EDIT: at the moment the only thing that could potentially interest me combining music+money is music research and education (like Troy &co’s job).
I want to build a “video-portfolio” of tunes that I can be proud of, and that I can share with my friends (the patient ones at least) and with the forummers here. And that is enough self-imposed pressure to trigger RLS. Doesn’t help that I like stuff that is quite difficult to play.
Honestly, it depends on the genre. In the pop world, vocal ability is only a small part of what it takes to be a “pop star,” so heavy comping, pitch correction, and editing is pretty necessary to get a “pro” performance out of some vocalists (others, not so much - Gaga can sing her ass off, for instance, so I suspect her vocals are far less edited than Selena Gomez’s, and when they are, it’s more for artistic effect than to produce a “good” performance). Meanwhile, what it takes to be a successful first-call session guitarist is almost entirely chops and ability to quickly come up with and then nail “the part,” so I think in the top 40, pop, and Nashville scenes, there’s probably a lot less comping and editing than you might think.

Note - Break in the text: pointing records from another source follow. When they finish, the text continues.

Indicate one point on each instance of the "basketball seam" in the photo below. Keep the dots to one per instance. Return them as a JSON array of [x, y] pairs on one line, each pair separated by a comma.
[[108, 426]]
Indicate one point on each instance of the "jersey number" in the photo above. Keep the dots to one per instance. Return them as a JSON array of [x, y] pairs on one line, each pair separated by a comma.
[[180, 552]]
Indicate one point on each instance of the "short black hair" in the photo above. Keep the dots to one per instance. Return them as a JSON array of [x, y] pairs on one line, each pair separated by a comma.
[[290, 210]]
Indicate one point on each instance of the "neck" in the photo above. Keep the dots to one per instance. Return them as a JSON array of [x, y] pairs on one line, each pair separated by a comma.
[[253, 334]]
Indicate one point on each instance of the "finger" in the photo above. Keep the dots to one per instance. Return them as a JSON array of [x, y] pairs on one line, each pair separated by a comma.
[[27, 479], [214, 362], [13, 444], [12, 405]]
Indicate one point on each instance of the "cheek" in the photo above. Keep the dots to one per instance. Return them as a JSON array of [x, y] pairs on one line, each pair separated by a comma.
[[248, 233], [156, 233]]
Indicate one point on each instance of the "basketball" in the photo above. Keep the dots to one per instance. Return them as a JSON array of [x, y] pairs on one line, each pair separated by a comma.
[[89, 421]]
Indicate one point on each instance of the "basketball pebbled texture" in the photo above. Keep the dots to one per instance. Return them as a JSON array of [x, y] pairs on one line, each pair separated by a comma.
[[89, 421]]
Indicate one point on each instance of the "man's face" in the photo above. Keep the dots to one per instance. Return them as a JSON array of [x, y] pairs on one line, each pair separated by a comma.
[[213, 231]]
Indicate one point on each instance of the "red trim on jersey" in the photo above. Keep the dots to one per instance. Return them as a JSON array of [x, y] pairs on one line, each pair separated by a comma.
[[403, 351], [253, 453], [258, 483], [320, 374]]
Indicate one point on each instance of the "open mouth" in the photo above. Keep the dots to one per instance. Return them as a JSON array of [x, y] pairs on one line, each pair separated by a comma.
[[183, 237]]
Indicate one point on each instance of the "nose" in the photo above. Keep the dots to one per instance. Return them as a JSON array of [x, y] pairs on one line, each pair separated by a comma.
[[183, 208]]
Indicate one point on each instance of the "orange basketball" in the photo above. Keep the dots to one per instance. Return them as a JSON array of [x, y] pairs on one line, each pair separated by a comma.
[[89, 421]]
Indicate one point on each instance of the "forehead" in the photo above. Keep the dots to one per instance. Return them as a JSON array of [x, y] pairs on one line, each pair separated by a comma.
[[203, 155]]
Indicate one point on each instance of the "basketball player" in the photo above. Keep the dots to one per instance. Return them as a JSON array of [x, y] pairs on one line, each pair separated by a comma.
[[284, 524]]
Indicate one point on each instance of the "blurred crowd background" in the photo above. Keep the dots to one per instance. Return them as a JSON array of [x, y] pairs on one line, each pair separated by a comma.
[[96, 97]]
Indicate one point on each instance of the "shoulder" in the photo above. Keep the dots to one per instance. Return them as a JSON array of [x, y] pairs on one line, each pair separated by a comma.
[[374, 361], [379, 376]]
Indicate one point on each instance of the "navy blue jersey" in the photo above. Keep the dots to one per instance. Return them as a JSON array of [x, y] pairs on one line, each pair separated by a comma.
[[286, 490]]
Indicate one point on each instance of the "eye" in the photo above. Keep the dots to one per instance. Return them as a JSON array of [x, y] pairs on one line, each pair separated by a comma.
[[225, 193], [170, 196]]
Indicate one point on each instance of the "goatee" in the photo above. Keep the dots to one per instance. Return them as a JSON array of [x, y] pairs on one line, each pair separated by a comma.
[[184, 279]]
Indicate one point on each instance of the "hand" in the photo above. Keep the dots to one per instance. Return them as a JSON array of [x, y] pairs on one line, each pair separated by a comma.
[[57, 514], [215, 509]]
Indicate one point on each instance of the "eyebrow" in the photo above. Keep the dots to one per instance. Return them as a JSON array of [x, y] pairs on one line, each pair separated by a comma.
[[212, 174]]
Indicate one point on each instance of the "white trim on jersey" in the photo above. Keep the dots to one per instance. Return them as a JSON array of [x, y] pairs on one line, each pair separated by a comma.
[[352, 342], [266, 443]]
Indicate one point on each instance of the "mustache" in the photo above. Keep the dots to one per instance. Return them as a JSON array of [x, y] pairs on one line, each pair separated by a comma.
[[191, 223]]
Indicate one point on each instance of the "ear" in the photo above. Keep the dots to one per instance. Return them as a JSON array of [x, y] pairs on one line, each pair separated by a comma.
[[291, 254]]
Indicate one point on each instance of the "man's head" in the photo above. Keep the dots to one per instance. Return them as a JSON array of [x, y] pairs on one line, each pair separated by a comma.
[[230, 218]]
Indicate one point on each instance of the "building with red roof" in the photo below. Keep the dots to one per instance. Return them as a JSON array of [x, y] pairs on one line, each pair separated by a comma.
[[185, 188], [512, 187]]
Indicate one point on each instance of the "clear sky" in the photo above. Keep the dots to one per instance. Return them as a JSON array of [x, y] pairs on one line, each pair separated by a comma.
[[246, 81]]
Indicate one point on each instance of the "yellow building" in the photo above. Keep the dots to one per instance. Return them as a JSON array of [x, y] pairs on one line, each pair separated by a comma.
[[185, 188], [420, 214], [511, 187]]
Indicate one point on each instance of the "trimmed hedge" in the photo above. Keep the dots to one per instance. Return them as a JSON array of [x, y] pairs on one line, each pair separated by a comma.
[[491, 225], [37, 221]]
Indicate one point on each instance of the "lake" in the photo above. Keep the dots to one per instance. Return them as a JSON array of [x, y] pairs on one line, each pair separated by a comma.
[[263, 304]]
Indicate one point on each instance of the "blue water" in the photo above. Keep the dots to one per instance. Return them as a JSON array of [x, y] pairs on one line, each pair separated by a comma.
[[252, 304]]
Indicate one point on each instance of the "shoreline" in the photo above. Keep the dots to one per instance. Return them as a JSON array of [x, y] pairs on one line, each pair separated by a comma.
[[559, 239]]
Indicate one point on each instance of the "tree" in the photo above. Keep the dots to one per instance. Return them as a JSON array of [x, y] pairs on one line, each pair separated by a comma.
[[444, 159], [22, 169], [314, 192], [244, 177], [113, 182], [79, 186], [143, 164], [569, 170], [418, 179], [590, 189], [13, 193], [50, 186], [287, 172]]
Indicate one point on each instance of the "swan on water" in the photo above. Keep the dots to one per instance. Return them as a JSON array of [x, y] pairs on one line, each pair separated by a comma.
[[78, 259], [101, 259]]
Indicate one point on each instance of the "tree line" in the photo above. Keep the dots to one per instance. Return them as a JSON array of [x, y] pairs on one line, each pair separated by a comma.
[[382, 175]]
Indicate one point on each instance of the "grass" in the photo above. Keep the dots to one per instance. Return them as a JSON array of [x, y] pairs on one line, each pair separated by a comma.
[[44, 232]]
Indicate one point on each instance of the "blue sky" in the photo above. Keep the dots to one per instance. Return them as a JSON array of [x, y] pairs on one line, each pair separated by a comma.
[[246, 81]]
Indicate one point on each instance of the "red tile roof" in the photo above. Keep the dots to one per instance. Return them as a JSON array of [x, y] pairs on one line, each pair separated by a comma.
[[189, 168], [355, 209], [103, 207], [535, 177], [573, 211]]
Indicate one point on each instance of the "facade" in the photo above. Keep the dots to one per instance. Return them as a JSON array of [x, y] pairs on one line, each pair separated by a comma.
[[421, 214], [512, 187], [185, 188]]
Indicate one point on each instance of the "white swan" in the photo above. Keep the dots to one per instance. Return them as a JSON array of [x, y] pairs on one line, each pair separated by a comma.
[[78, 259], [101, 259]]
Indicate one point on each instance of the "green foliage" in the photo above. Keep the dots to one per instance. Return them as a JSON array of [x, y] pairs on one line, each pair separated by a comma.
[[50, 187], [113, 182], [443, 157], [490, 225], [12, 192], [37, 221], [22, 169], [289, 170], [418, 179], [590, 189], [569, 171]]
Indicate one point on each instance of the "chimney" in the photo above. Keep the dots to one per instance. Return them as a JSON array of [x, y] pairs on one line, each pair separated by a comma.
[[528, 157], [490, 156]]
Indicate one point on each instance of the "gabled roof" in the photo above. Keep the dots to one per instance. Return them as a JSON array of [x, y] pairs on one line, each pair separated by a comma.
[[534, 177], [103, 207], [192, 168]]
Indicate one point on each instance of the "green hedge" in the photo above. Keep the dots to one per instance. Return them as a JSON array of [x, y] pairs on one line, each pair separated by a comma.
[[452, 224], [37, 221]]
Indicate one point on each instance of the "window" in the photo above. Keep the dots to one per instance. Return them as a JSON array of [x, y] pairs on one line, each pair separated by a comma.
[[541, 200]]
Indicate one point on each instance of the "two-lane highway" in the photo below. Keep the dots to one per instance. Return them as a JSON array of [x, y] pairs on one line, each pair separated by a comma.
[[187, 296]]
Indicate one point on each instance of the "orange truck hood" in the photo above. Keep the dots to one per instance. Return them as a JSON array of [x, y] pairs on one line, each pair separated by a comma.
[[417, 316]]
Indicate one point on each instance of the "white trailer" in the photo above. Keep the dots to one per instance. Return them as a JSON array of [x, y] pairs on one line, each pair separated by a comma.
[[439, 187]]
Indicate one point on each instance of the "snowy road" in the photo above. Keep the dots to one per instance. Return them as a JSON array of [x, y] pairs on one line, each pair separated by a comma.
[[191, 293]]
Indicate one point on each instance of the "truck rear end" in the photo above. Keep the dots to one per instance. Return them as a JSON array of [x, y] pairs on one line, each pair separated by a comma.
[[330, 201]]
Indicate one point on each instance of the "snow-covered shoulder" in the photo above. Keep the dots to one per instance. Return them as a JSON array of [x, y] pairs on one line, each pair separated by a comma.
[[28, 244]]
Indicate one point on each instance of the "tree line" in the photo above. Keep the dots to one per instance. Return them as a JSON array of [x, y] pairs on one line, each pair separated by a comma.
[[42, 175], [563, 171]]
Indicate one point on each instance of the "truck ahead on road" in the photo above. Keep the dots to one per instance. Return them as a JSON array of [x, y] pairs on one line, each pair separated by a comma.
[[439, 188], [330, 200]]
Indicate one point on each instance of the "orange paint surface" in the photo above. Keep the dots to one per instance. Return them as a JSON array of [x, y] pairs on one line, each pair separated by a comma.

Modern metal? Especially in the “djent” subgenre, HEAVY editing, sometimes to the degree you hypothesize with DI performances comped together note by note, quantized to the grid, and then reamped to create “inhumanly perfect” performances is fairly widespread, sometimes even as a “production choice” than out of sheer necessity (sometimes out of necessity, and I’m looking at you, HAARP Machine, lol). Meshuggah made waves a year or two back when they made the decision to track “The Violent Sleep of Reason” entirely live as a band, just to buck this trend.
My personal thoughts are that, well, they should be obvious considering we’re having a conversation on a message board affixed to a site about breaking technical barriers on the guitar, but that I think performances should largely be left to speak for themselves. But, I’d never tell anyone what to do, provided if they’re editing heavily they’re honest about it, and not claiming one of these perfect comped together performances is what comes out when you pick up a guitar.
Ah yes, I’ve seen a few of those in the last couple of weeks, I wasn’t even aware of this trend! I think the main difference between this (speeding up/using midi and so on) and the comping thingy described above is: here we are talking about stuff that is pretty much unplayable (or way above the player’s actual ability). Instead the comping is some sort of extreme cherry picking from material that is actually “real”.